A skinny woman who looks like she could be the bartender’s sister exits the bar and laughs at herself for forgetting where she parked.  Erin and I reenter the bar and another man offers to call the mechanic but the mechanic doesn’t answer.  Then the bartender realizes the mechanic plays in a band, and there is a wedding tonight in the oil fields, so he’s either out late or sleeping by now.

A chubby man with holes in his shirt and black oil grease on his hands walks into the bar, and I think this could be our man until he orders a bottle of fireball whiskey and 24 pack of Rolling Rock.  The bartender says, “You’re not going to get shitfaced and puke on the sidewalk again, are you?” And the man says he’s going to party in the woods, where nobody will be inconvenienced by his drunkenness.  He leaves and an old man with a white mustache finishes his soda and follows him.  When he opens the door, he asks himself out loud where he parked his car.  
  
I wonder what kind of condition a person must be in to forget where you’ve parked your car in a town that consists of one street with a commercial district spanning a mere 500 yards.                 

I think of the flat tire leaking air outside and wonder if this is how people get stuck in small towns like Meeteetse.  Like Lightning McQueen in Cars, the road won’t let me escape.  I ask the bartender what else there is to do in Wyoming.  She says she doesn’t know Casper, but there isn’t shit to do in Cheyenne.  There are no clubs worthy of her time, and I realize our definitions of fun differ greatly.  How do you occupy yourself in a small town without obliterating yourself with alcohol or work?
 
Everyone here knows each other by name, and everyone knows everyone’s business.  There are no secrets here, and I suspect our flat tire will be the biggest piece of local news all week.  The bartender delivers our pizza, and we thank her for all her efforts in trying to contact the mechanic.  She gives us her phone number and says to call us tomorrow if we need any help.  We drive to the mechanic’s garage and I place a piece of duct tape over the nail, so we can easily find the hole tomorrow.  We walk back to the motel in the dark. 

After a night’s rest, we tell the owner of our troubles and our inability to leave by checkout time, and she offers to drive us up to the mechanic and help us change our tire.  We tell her it’s no trouble; we can walk.  But she says she has errands to run anyways.
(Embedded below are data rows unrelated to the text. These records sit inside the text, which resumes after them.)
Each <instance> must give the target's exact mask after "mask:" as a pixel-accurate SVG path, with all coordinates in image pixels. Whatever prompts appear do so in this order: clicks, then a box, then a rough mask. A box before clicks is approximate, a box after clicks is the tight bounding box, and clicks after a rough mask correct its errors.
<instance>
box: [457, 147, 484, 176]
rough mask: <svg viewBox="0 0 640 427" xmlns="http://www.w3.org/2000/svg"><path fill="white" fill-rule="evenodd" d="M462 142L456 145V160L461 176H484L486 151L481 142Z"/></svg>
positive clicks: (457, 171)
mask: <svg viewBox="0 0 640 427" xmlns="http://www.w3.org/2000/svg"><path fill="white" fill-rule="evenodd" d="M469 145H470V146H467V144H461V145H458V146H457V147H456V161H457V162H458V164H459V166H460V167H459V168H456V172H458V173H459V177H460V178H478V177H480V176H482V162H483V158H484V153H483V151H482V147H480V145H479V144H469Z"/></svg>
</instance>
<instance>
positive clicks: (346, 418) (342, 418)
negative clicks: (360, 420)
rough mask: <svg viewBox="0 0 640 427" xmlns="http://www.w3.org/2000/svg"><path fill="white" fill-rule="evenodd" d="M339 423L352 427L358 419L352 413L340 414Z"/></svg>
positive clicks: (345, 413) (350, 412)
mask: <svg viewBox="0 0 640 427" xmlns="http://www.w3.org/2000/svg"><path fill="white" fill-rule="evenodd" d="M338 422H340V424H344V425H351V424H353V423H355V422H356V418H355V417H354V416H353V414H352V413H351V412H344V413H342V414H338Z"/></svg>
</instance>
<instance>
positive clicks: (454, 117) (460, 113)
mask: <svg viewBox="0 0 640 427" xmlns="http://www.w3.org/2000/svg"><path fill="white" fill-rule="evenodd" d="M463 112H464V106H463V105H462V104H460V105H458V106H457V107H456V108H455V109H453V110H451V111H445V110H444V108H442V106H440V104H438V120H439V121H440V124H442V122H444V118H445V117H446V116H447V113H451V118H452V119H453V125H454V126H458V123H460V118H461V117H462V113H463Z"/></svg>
I’m thankful for her help and meanwhile I wonder what errands you could possibly run here that couldn’t be completed on foot. 

We borrow a jack from the mechanic, and Erin props the car up while I unscrew the lugnuts and switch the flat for the spare.  We thank the motel lady and she drives away to attend to her errands.  If we had gotten stuck like this in a big town and stayed at the Marriott, the concierge would’ve given us a fake smile and called Triple AAA and then charged us for an extra night and then we’d have to pay for the car to be towed.  Although the motel mattress had stains and the bartender was unprofessional, Meeteetse possessed an undeniable charm that comes only in unpolished places not quite large enough to be mentioned on a map.